姒砚拱手道:“小郡王误会了,在下并没有行贿的意思,是当真喜欢郡王妃的墨宝。”
赵珩道:“那本郡王画的要比郡王妃画得好多了,你可愿意花一万两银子买我的画作?”
姒砚连声道:“能收藏小郡王的大作乃是姒某之福气。”
赵珩拍了拍陆宛芝的手,让陆宛芝将画笔给他,陆宛芝取下自己的画作,将一旁的空白的宣纸放在跟前的书桌上。
只见赵珩提笔在宣纸上落下,随意几笔波浪,又画了一只乌龟驮着一桶水,在一旁题字,乌龟偷水图。
“呐,一万两!”赵珩将宣纸递给了姒砚。
姒砚见着三岁小儿都会画的画作,扯了扯嘴角。
只是等着见到一旁的字之后,姒砚整个人都眼眸一亮,他怎得都想象不出来这幅画与这手字会是出自同一人之手的。
赵珩道:“一万两,你可不许耍赖啊。”
姒砚拱手道:“小郡王放心,在下定是不会耍赖的。”
午后,天气实在是太热,陆宛芝与妹妹们吃过粽子之后,便躲在房中阴凉之处,由丫鬟扇着风也算是消了些许的炎热。

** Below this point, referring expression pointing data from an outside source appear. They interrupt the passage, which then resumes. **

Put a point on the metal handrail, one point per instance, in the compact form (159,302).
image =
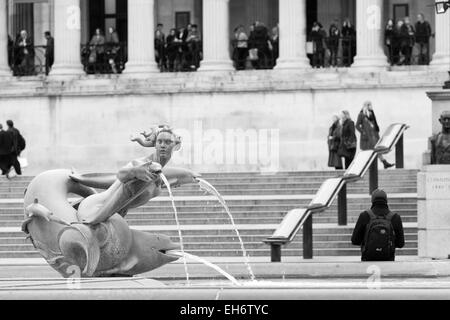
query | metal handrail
(297,218)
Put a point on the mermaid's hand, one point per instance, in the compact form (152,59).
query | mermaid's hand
(134,137)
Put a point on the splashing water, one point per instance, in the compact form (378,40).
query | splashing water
(207,263)
(166,182)
(206,186)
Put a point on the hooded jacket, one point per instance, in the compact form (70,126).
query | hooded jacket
(380,208)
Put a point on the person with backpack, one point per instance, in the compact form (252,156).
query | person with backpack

“姐姐,姐姐,我想要去见见谢瑾给她送粽子,与我亲手缝制的香囊,你要一起去吗?”
陆宛芝道:“外边天热,我就不去了,这两日乏得厉害。”
陆云萱听得陆宛芝说乏得厉害,挑眉道:“姐姐,您不会是有孕了吗?”
一旁在给陆宛芝扇风的星瑞听到此言,扇风的手一顿。
陆宛芝抬眸看了一眼星瑞,对着陆云萱道:“哪有这么快就会有身孕呢?”
明明是赶路的时候赵珩素着了,这两日没了节制而已。
陆云萱有些失落地道:“我原以为我可以做小姨母了呢,姐姐,那我就先去找谢瑾了。”
陆云萱走后,陆宛芝叹了一口气。
赵珩入内时,把几张银票拿到了陆宛芝跟前道:“你怎么叹着气呢?你瞧,这是姒砚送来的一万两,他还真的是有银两,可见偷了多少税收,一万两说拿就拿。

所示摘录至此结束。